In the middle of his refusal, I said, “I really can’t blame you, coach. I always like to stay on top of something that might not have gotten reported. That’s all.”

It was a lousy atmosphere in which to try and rekindle all that negative hype – media coverage, NCAA sanctions, an outlaw nature of the players, everything. In Redlands, a place where academics are highly lauded. Same with, apparently, Lewis & Clark.

It’s quite possible Gaillard had anything directly to do with any of those scandals. What a story it might make for that tiny Redlands readership.
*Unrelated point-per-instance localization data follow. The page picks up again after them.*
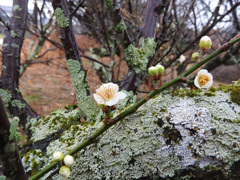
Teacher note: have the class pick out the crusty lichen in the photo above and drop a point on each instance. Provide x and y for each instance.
(166, 135)
(16, 7)
(61, 19)
(137, 58)
(6, 97)
(86, 104)
(14, 130)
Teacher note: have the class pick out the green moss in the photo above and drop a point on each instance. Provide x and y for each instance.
(14, 130)
(61, 19)
(186, 92)
(86, 104)
(6, 97)
(209, 93)
(121, 26)
(235, 94)
(137, 58)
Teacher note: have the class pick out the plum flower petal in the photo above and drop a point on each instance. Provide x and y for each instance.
(182, 58)
(108, 94)
(204, 79)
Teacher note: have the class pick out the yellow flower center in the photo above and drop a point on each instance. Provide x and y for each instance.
(202, 80)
Like I said, there were a few local residents that had USF connections. 

Incidentally, folks like that never let me forget, either, especially ones who were on campus during Russell’s years.
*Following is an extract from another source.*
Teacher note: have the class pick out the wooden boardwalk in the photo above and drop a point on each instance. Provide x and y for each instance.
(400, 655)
Gaillard brought his team from Oregon, flew into Los Angeles, catching a couple vans out to Redlands for this tournament. It was 1992, some 15 years after USF.

“I’d really rather talk about this team,” he said.

Those were good years for the Pioneers, in fact, who were headed for a string of winning seasons. L&C dusted off its NAIA roots for the NCAA a few years after his pre-season trips to Redlands.

Back to USF, 1977. Wasn’t it curious that Gaillard’s Dons carried a 29-1 record into a 32-team NCAA Tournament? Their first-round opponent was none other than Nevada-Las Vegas, coached by Jerry Tarkanian.

Tarkanian also had Redlands connections. It was right around that time, 1977, that Tark himself had started getting negative NCAA attention. A USF-UNLV duel might’ve been the talk of the NCAA offices.

Maybe that’s another reason Gaillard didn’t want to talk.

Tark’s Runnin’ Rebels ran the Dons out that night, 121-95. In fact, USF had been 29-0 heading into their final regular season game against Notre Dame. The Fighting Irish lost to the Dons by 11 in that year’s opening round.

Remember, the NCAA Tournament was just 32 teams in those days.

One season later, 1978, which was Gaillard’s finale at USF, the Dons finished their season 23-6. Gaillard’s record, 165-61, over eight seasons, winning five West Coast Conference championships, reaching the Elite Eight in 1973 and the Sweet 16 in 1978.

He was out of coaching for 11 seasons, he told me, working an advertising gig for baseball’s San Francisco Giants. By 1989, he took over the Pioneers.

As for Lewis & Clark at the 1992 Fulmer Tournament? The Pioneers not only won it, but they came back the following season and repeated as champions.